Updated: September 24, 2012 6:25AM



Like millions of others, John Stossel will be closely watching the Academy Awards this Sunday, but the veteran TV journalist will be paying especially close attention to how well “The King’s Speech” does in the Oscar race.

It won’t just be because the Fox Business Network anchor liked the movie — which he says he did — but because he can relate to the key issue that the film addresses: overcoming a long battle against stuttering.

That may surprise the many Americans who have watched Stossel on television — including his many years at ABC News, where his “give me a break” tweaks of various idiocies eventually became the title of one of Stossel’s best-selling books.

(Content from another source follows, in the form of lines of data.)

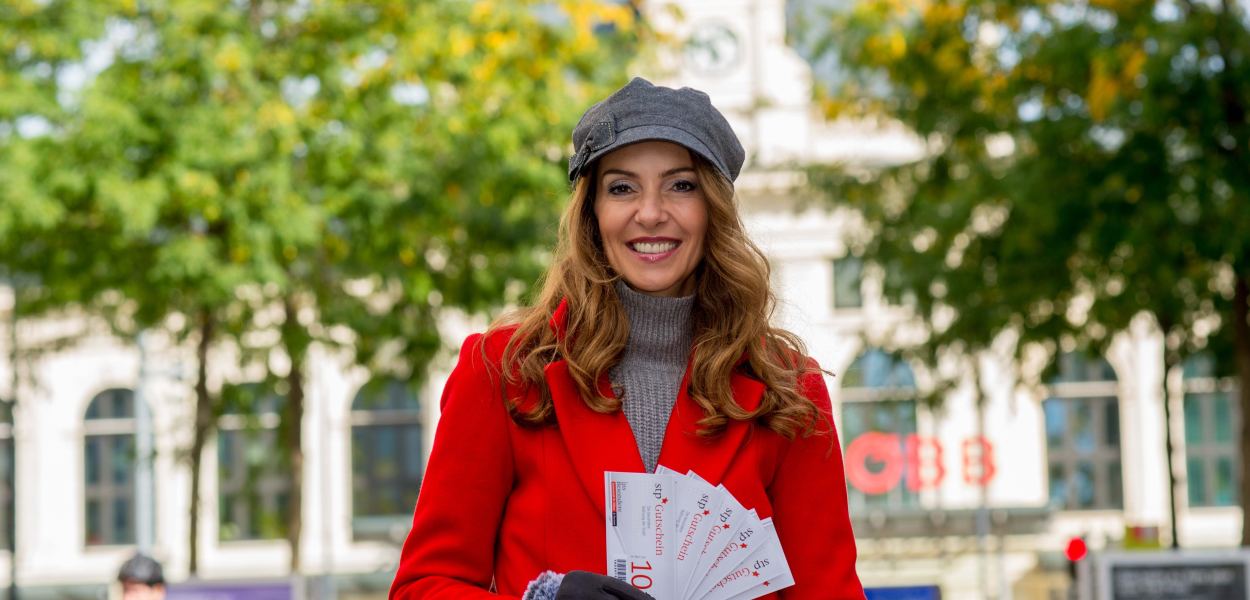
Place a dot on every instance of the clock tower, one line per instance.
(736, 51)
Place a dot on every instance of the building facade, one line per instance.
(976, 498)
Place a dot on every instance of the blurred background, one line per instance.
(240, 243)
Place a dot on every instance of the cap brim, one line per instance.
(649, 133)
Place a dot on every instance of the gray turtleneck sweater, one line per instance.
(648, 376)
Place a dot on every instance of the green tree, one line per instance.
(276, 175)
(1084, 164)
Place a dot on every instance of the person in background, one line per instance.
(650, 344)
(141, 579)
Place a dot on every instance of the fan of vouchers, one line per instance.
(676, 536)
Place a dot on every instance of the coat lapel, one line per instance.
(596, 441)
(599, 443)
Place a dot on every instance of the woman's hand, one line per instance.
(583, 585)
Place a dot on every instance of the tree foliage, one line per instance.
(1085, 163)
(281, 174)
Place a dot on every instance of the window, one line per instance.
(253, 481)
(848, 274)
(879, 421)
(6, 473)
(1083, 435)
(109, 468)
(1213, 419)
(386, 455)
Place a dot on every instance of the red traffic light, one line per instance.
(1076, 549)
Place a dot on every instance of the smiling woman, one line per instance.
(648, 346)
(651, 216)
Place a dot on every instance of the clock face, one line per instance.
(713, 49)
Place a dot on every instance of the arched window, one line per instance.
(109, 468)
(1083, 435)
(1213, 418)
(6, 473)
(253, 480)
(386, 455)
(879, 426)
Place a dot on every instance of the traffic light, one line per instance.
(1075, 551)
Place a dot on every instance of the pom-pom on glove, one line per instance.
(583, 585)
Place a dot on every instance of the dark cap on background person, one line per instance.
(641, 111)
(141, 569)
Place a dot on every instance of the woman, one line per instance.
(649, 345)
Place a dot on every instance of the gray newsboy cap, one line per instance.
(645, 111)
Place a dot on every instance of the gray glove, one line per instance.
(583, 585)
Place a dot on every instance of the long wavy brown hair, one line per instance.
(731, 330)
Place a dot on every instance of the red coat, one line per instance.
(503, 503)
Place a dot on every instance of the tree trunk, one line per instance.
(295, 341)
(1171, 358)
(1241, 340)
(204, 424)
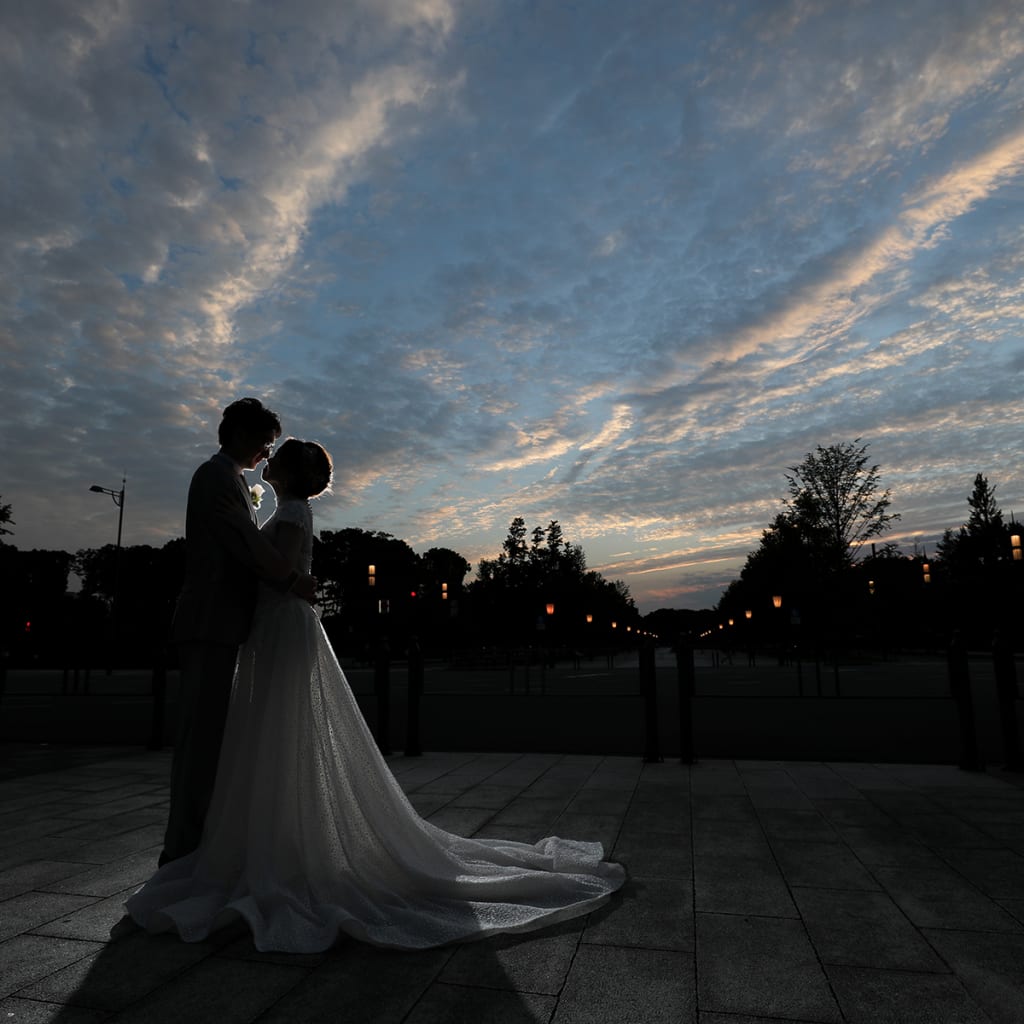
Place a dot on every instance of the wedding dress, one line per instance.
(309, 837)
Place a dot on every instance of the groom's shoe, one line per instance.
(124, 927)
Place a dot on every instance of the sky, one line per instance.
(615, 264)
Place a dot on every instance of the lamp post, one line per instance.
(119, 500)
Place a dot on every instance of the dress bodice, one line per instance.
(300, 514)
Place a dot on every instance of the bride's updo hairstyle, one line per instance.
(307, 465)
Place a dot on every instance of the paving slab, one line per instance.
(642, 986)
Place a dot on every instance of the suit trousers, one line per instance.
(207, 674)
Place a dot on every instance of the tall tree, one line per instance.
(983, 540)
(835, 501)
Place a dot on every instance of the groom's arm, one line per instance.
(243, 540)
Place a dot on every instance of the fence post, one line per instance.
(158, 690)
(382, 688)
(648, 687)
(413, 749)
(960, 689)
(685, 675)
(1006, 691)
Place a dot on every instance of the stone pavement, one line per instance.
(760, 891)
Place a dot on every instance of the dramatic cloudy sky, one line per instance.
(614, 263)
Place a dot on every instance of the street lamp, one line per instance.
(119, 500)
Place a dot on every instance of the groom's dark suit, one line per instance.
(225, 555)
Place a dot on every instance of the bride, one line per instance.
(308, 835)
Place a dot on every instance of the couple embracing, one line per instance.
(283, 810)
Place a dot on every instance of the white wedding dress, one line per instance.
(309, 836)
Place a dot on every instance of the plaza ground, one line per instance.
(760, 891)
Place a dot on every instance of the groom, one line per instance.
(225, 557)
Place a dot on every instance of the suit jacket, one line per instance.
(225, 556)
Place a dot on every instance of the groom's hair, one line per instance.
(250, 417)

A Chicago Heights native, Stossel grew up on the North Shore and graduated from New Trier High School. “My own stuttering was never as severe as what the king had to deal with,” he said. “However, it was bad at times. It came and went.” His parents even sought help for him in a speech therapy program at Northwestern University.

Stossel’s problem didn’t hinder him academically; after New Trier, he went on to Princeton University. “But I never, ever intended to go into broadcasting,” said the longtime reporter and anchor.

Stossel got into television while working as a researcher at KGW-TV in Portland, Ore. Eventually, he found a niche as a consumer advocate and science reporter where he could mask his stuttering problem “by hiding behind taped pieces — stories where I didn’t have to report all that much live on the air.”

Yet as Stossel’s career moved into high gear, and he gained more prominent positions — at WCBS-TV in New York, then ABC News, which eventually led him to co-anchoring “20/20” — he realized he had to deal with his stuttering.

That led Stossel to the Hollins Communications Research Institute in Roanoke, Va., which uses behavioral and computer technology to retrain the muscles that cause stuttering.

“I spent a lot of time working with a little computer that registered the sounds coming out of my mouth,” he said. “A green light would go on when I hit a syllable too hard.”

As for “The King’s Speech,” Stossel recognizes that the moviemakers “obviously had to simplify and condense” the training that King George VI underwent with his speech therapist. “Otherwise, it could have been really boring and not the entertainment vehicle it obviously has to be.”

One aspect he found somewhat disingenuous was how “the therapist wins over the king to his methods by tricking him with music to distract him.

“That method is accurate and works, but that delayed auditory feedback approach could have been employed whenever the king had to give a speech — given it was over the radio. But that wouldn’t have given us much of a dramatic movie, would it?” said Stossel with a laugh.

Stossel did find one aspect of “The King’s Speech” particularly amusing.

“As a libertarian, I was glad to see that the therapist [Lionel Logue, played by Geoffrey Rush] actually was unlicensed,” he said. “Logue was simply doing what he did best — without having to prove his theories to some board of supposed experts, who most likely would not have approved him.”